Illustrons cet avantage par un exemple :

Une société a pour l'exercice X (se terminant le 31 décembre) un bénéfice à affecter de 110.000,00 euros (avant la constitution de la réserve de liquidation et la cotisation distincte de 10 %). Les actionnaires veulent ajouter la plus grande partie possible de ce bénéfice à la réserve de liquidation.
  • Bénéfice à affecter (avant constitution de la réserve de liquidation) : 110.000,00 EUR
  • Montant maximum réserve de liquidation : 110.000,00 EUR / 1,10 = 100.000,00 EUR
  • Cotisation distincte : 100.000,00 EUR x 10% = 10.000,00EUR


Hypothèse 1 : Distribution de la réserve de liquidation à l'occasion d'une assemblée générale dans l'année (X + 5)
  • Dividende : 100.000,00 EUR
  • Précompte mobilier : 100.000,00 EUR x 20% = 20.000,00 EUR
    (distribution dans la période d’attente de 5 ans depuis le 31/12/X
  • Dividende net : 100.000,00 EUR – 20.000,00 EUR = 80.000,00 EUR
  • Pression fiscale globale: (10.000,00 EUR + 20.000,00 EUR )/110.000,00 EUR = 27,27 %
Au moment de l'assemblée générale de l'année (X + 5), la période d'acquisition des droits n'a pas encore expiré. Celle-ci n'expire que le 31 décembre de l'année (X + 5), de sorte qu'une distribution au taux plus favorable de 5% n'est possible qu'à partir du 1er janvier de l'année (X + 6).
Néanmoins, la charge fiscale globale de 27,27 % reste inférieure à la retenue à la source de 30 % normalement due sur une distribution de dividendes.

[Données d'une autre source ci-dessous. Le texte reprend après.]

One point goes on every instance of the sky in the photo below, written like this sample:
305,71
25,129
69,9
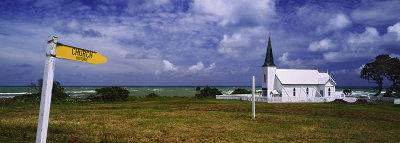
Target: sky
195,42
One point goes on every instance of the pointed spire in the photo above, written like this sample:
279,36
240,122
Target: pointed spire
269,58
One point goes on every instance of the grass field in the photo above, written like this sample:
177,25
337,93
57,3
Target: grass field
202,120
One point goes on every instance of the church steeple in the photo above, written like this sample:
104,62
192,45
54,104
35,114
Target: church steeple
269,58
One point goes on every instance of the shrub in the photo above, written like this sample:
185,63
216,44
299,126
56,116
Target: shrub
241,91
92,97
112,94
152,95
347,91
209,92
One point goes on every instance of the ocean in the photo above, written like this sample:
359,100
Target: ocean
83,91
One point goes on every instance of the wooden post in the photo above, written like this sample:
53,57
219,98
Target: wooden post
47,86
253,90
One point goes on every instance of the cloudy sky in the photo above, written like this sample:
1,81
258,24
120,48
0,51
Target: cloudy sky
195,42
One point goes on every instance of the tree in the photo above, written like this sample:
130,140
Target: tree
209,92
112,93
375,71
241,91
383,67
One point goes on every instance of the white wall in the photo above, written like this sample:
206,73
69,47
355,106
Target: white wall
271,78
301,92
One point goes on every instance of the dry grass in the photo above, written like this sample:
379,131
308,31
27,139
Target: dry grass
192,120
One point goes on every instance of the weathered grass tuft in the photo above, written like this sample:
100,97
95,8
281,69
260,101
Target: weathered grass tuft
201,120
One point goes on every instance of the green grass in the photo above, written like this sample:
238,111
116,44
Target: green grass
202,120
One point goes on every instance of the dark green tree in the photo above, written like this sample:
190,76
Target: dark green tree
376,71
112,93
383,67
209,92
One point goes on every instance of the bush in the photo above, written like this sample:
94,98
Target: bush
112,94
92,97
208,92
347,91
241,91
152,95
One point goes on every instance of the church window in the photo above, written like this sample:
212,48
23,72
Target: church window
265,79
294,91
329,91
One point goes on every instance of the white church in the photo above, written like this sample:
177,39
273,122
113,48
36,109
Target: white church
290,85
294,85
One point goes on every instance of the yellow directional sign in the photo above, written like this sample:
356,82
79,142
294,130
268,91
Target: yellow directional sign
77,54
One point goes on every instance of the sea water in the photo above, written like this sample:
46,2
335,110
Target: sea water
84,91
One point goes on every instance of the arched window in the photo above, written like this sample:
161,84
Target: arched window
329,91
307,91
265,78
294,91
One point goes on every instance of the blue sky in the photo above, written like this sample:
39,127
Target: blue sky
199,42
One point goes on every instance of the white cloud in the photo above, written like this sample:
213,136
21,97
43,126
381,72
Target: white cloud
212,66
342,71
238,12
395,29
199,67
168,66
284,60
377,12
195,68
231,45
339,22
358,45
240,70
323,45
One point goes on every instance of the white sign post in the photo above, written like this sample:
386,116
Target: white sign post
66,52
45,99
253,90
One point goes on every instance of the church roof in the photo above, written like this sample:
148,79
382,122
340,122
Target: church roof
269,58
297,76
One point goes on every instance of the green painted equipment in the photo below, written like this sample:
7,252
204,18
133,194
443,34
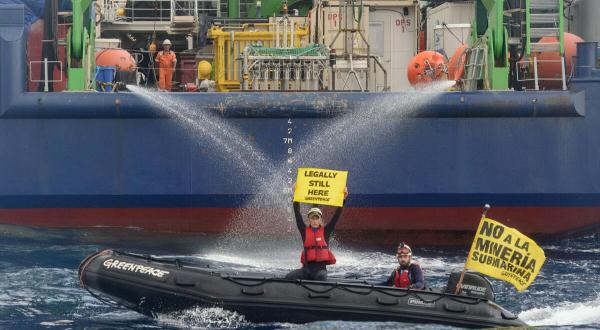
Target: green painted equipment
80,47
489,58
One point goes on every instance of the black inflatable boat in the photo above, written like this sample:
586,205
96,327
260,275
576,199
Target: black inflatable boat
153,285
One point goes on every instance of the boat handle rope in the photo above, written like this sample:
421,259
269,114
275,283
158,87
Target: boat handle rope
261,282
371,289
316,291
87,262
468,301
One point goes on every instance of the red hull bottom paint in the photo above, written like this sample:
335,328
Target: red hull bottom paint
431,226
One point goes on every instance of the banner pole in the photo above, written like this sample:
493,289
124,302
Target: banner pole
486,207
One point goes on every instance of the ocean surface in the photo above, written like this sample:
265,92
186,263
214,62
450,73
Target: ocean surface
39,286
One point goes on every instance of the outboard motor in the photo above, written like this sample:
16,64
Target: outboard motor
474,285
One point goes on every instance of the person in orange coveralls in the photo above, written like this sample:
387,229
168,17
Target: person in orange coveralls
167,61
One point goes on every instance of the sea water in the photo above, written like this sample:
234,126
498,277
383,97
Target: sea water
39,284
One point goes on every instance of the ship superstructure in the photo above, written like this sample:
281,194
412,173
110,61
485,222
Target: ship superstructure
517,130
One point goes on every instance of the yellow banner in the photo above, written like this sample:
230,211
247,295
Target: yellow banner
506,254
320,186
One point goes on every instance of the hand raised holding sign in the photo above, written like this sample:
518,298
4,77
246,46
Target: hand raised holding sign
321,186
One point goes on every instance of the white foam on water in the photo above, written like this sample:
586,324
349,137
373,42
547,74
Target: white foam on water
565,313
202,318
57,323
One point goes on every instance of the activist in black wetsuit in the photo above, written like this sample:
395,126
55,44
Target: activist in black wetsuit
315,236
408,274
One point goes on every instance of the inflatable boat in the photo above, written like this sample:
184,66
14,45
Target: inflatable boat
152,285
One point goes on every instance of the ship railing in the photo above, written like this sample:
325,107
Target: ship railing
44,72
167,11
527,71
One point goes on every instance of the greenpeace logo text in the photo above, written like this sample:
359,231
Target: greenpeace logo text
134,268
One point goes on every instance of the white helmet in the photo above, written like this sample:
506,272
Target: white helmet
315,210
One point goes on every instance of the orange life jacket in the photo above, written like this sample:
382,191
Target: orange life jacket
401,279
315,247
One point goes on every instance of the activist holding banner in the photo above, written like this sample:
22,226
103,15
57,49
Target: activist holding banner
504,253
315,237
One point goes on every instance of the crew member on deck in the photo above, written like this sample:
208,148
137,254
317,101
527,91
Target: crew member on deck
316,254
167,60
409,274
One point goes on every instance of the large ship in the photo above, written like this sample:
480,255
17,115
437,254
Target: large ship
503,112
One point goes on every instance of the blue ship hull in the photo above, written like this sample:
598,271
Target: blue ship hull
119,159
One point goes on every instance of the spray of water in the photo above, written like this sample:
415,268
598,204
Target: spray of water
353,133
226,140
566,313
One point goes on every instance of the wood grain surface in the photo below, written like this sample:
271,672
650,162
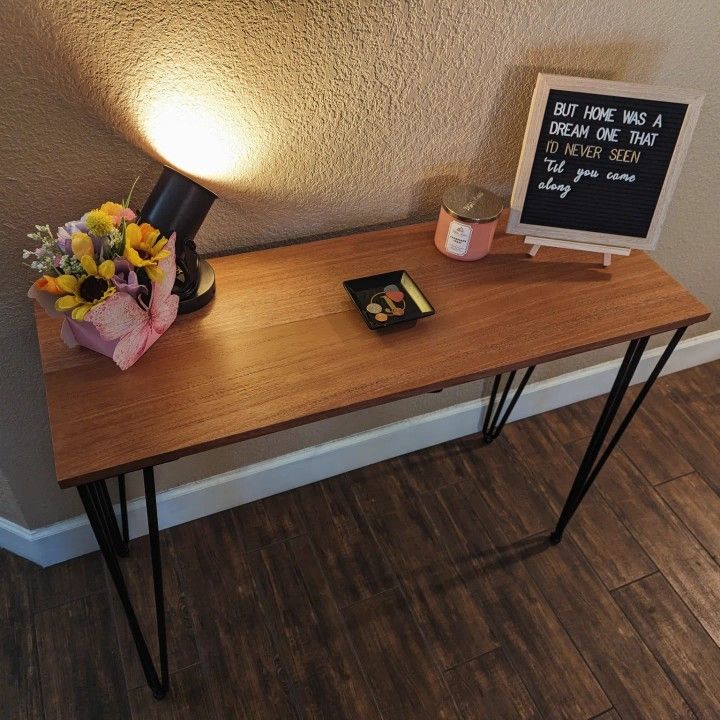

Hypothèse 2: Distribution de la réserve de liquidation à l'occasion d'une assemblée générale dans l'année (X + 6)
  • Dividende = 100.000,00 EUR
  • Précompte mobilier : 100.000,00 EUR x 5% = 5.000,00 EUR
    (distribution après la période d’attente de 5 ans depuis le 31/12/X
  • Dividende net : 100.000,00 EUR – 5.000,00 EUR = 95.000,00 EUR
  • Pression fiscale globale : (10.000,00 EUR + 5.000,00 EUR)/110.000,00 EUR = 13,64 %
La période d’attente de cinq ans, qui a débuté le 31 décembre de l'année X (c'est-à-dire le dernier jour de l'exercice X), a expiré au moment de l'assemblée générale de l'année (X + 6).

En conséquence, le taux de retenue à la source sur la distribution tombe à 5 %, ce qui se traduit par une charge fiscale globale de 13,64 %.

La distribution régulière de la réserve de liquidation : une bonne stratégie ?

La distribution d’une réserve de liquidation permet à l’actionnaire personne physique de retirer des liquidités de la société de manière fiscalement avantageuse : en tenant compte de la cotisation distincte de 10 %, due lors de la constitution de la réserve de liquidation, et du précompte complémentaire de 5 % retenu lors de la distribution – acquis après l’écoulement de la période d’attente – le taux d’imposition effectif global ne s’élève plus qu’à 13,64 %, ce qui est considérablement inférieur au tarif ordinaire de 30 % appliqué à toute distribution de dividendes.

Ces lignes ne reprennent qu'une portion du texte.